As usual, the most useful questions on S.O. get closed. What a terrible direction the website has taken


Oh, that started a while ago, I wanna say 10+ years ago. I always chuckle at when the blindingly obvious answer to a question is buried 18 sub-comments deep while the most upvoted highlighted comment is providing an answer the question didn't ask for, then closed for being "off topic" or some nonsense. Ironically, this is why I also think LLM's aren't very good at providing coding advice in certain domains, I think they tend to give the "upvoted" answer when often in my career the skill gap between engineers was just knowing when/where to throw the top answer out and look deeper.

I understand why strict moderation standards are needed on a site like SO, but IMO that site started huffing too much of its own supply long ago.


It's a silly reason given, too. I wouldn't call a question about techniques for representing inheritance, "asking for an opinion".


Indeed, it has a clear answer too. Of course new techniques might pop up!


This is one of my favourite interview questions to ask:

"You have an online shop with products that have some common attributes but each category of products also has it's specific attributes.

How would you model this in your code and database?"

The question is a bit more interesting if the database is relational.

Lots of answers exist, all with some trade-offs.

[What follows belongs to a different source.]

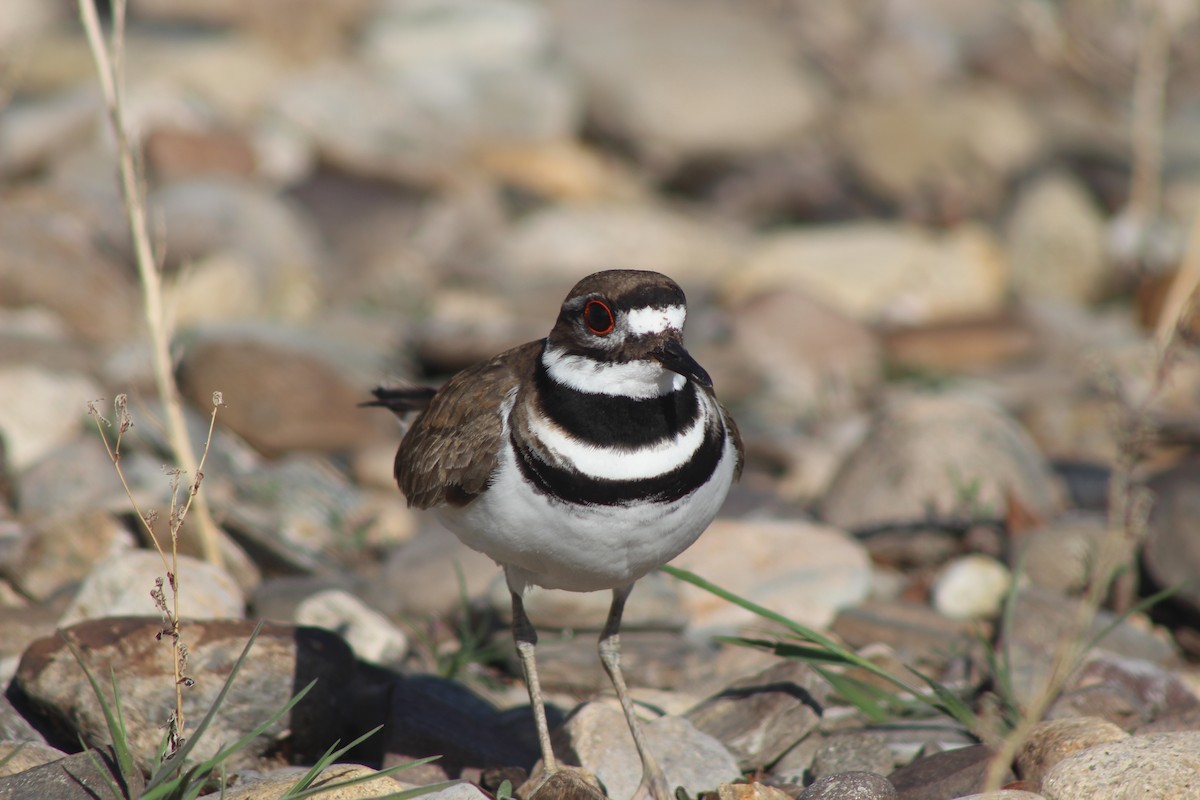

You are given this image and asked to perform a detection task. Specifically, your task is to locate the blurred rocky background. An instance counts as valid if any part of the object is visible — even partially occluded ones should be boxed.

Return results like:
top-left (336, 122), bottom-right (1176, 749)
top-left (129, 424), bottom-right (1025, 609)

top-left (0, 0), bottom-right (1200, 800)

This is exactly what I ask for in my interviews for backend engineers. I had good success filtering for backend engineers who view database as a part of the business logic rather than purely just a storage. The “answer” to the question has many variables with no right solution, so it’s also an opportunity to assess the candidate’s communication skills and how they tackle uncertainty.


Honestly, this sounds like a super fun question for all involved. Gets someone thinking, there isn't a right answer (well, no perfect answer), and the back and forth conversation is instructive on how they'll work as a teammate in projects.


Hibernate documentation covers 3 strategies.

https://docs.jboss.org/hibernate/orm/6.6/introduction/html_s...

Technically most people I have seen just use a variant of 3, with @MappedSuperclass.


It's missing the one solution I see fairly often: a single table with a JSON-typed column that serves as a catch-all dumpster for subtype data.

The question and answers are from 2010 and the PostgreSQL JSON data type was introduced in 2012, so it makes sense that this rather awful solution hadn't caught on yet. The "NoSQL" movement was just gathering steam in 2010.


It had enough steam in 2010 for this classic gem to be created in response: https://www.youtube.com/watch?v=b2F-DItXtZs


In Edgedb, we have multiple inheritance.

type ConnectEvent extending RTCEvent, SoftDeletable { handle: str; }


I honestly don't like either of the three solutions. They don't really scale when you have a lot of combinations of attributes.

I have deployed this type of data using both solution #1 and the Entity Attribute Value model and I honestly prefer the latter.

We now have incorporated new data from multiple sources and the number of attributes has grown to around 1000. I don't see how deploying a table with 1000 columns can be considered a good solution.

Also, the data is used downstream in multiple places which means that If I had gone with solution #3 (which looks like the best one) we would have needed to edit tens of queries to add a new join with the new table for the class with custom attributes


Isn't this why postgres exists.

My understanding is that when Stonebraker went back to academia after the commercially successful ingres database project. He had some interesting ideas on how to apply object orientated principals to the relational database.

The result ended up being the postgres database management system.

https://en.wikipedia.org/wiki/Michael_Stonebraker


closed as opinion based, classic stackoverflow

I heard jonskeet write a book so stackoverflow mod doesn't consider his answer as a opinion


Correct solution: stop using inheritance.